Preprocessing of pretraining data
Hi, Thanks for open-sourcing such a wonderful work.
Regarding the preprocessing of pretraining data, did you apply this template prompts in ULIP to both the raw texts, blip and msft generated captions, but not the retrieved texts right? As I can tell, in pretraining data, each *.npy file contains embeddings of "original" and "prompt_avg" versions for text_feat, blip_caption_feat, msft_caption_feat, only the retrieval_text_feat does not have "prompt_avg" version.
And could you please give me a hint on where to download the thumbnail images you used to extract the thumbnail feats as the thumbnail images are not included in released pretraining data, only the extracted thumbnail embeddings are available.
If you can provide your full preprocess file to extract text and image embeddings, it would be of great help!
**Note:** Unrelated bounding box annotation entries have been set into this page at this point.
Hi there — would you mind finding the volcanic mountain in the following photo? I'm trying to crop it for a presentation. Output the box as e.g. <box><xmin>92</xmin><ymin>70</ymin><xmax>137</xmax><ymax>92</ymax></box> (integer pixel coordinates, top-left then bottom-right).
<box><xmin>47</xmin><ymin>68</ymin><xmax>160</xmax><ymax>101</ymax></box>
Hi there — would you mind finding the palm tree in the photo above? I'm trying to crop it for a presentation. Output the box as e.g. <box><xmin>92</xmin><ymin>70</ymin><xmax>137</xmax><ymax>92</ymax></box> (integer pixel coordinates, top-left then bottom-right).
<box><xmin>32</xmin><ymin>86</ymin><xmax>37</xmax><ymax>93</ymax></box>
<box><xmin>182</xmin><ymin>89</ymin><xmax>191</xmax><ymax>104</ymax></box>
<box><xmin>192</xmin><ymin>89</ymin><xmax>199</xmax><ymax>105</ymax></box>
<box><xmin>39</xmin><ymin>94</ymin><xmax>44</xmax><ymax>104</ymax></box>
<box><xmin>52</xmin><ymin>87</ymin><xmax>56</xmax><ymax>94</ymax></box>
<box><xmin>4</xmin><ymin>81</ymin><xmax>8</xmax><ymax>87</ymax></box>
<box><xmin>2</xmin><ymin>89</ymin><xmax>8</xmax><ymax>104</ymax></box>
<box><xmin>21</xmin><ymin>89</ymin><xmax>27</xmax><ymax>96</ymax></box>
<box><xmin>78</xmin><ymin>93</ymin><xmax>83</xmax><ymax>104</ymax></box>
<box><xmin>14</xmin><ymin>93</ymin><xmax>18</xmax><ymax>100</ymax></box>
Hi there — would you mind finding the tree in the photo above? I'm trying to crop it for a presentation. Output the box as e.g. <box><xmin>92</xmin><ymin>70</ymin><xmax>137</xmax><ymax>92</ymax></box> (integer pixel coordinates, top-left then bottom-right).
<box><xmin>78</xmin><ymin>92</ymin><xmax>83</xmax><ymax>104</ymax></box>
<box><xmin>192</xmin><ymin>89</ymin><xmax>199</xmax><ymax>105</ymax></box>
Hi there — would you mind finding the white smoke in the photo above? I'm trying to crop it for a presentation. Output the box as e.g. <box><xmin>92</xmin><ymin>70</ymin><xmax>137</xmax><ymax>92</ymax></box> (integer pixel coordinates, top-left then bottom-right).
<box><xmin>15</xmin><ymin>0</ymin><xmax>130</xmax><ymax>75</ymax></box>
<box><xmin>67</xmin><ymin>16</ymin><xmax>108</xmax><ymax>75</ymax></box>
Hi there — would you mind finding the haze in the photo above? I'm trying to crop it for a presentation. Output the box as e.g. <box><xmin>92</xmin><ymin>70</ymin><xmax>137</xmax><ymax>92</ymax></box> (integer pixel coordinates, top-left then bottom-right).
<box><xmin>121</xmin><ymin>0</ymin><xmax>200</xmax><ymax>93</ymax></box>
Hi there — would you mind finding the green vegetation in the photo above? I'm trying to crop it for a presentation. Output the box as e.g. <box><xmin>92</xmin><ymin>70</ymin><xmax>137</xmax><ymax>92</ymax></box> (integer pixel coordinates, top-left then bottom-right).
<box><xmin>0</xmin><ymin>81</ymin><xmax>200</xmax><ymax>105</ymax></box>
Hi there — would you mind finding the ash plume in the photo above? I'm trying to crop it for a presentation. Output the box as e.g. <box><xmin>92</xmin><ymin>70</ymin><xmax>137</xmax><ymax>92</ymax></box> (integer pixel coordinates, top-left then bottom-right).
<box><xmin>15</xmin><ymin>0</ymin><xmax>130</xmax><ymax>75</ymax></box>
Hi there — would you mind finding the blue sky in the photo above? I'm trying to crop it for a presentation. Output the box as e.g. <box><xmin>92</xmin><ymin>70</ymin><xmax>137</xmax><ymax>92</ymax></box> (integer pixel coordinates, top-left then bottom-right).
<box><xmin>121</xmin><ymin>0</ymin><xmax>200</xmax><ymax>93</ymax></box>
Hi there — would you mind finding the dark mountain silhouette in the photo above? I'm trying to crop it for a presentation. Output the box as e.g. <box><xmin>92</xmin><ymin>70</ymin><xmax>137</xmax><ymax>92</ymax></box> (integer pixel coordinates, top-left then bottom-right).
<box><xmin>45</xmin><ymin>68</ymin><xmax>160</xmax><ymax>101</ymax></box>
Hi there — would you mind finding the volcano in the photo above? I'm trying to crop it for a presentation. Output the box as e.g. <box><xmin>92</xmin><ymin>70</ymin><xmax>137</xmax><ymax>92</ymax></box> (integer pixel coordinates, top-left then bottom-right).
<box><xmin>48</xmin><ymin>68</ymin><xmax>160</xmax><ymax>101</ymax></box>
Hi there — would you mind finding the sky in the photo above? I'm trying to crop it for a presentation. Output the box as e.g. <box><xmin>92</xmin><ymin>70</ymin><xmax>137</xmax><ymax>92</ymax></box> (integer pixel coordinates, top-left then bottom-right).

I noticed that for rendered images, there is one extra merged_img.png alongside colors_{0-11}.png, I look into the merged_img.png and it is stitch of all 12 views, is this what you used to extract the thumbnail image feature? But your paper said the thumbnail image is a single view image
The thumbnail images are from the original Objaverse dataset. You should check the meta info from Objaverse dataset.
Hello, could you please provide the captioning script or the instruction prompt you used, is it just "please describe this image in detail"?